Homomorphically Encrypted Computation using Stochastic Encodings
Hsuan Hsiao, Vincent Lee, Brandon Reagen, Armin Alaghi

TL;DR
This paper investigates combining stochastic computing encodings with homomorphic encryption to reduce logical depth and improve efficiency, revealing current limitations and the need for further HE library support.
Contribution
It introduces the concept of layering stochastic encodings on top of TFHE homomorphic encryption to explore potential efficiency gains.
Findings
SC encodings can be layered on TFHE but face similar limitations as in plaintext.
Performance depends heavily on HE library support for primitive operators.

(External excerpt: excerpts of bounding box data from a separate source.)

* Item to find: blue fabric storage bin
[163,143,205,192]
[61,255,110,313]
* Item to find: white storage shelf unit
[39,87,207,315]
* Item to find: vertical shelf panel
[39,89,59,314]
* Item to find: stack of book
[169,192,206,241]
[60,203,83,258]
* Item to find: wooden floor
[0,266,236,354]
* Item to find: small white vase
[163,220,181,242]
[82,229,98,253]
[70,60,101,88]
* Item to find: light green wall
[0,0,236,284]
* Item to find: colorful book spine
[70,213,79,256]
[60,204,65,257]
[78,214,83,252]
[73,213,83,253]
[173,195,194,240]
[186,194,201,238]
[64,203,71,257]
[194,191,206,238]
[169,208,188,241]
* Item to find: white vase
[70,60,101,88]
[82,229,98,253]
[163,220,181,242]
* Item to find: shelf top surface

Additional breakthroughs require more advanced HE library features.
Abstract
Homomorphic encryption (HE) is a privacy-preserving technique that enables computation directly over ciphertext. Unfortunately, a key challenge for HE is that implementations can be impractically slow and have limits on computation that can be efficiently implemented. For instance, in Boolean constructions of HE like TFHE, arithmetic operations need to be decomposed into constituent elementary logic gates to implement so performance depends on logical circuit depth. For even heavily quantized fixed-point arithmetic operations, these HE circuit implementations can be slow. This paper explores the merit of using stochastic computing (SC) encodings to reduce the logical depth required for HE computation to enable more efficient implementations. Contrary to computation in the plaintext space where many efficient hardware implementations are available, HE provides support for only a…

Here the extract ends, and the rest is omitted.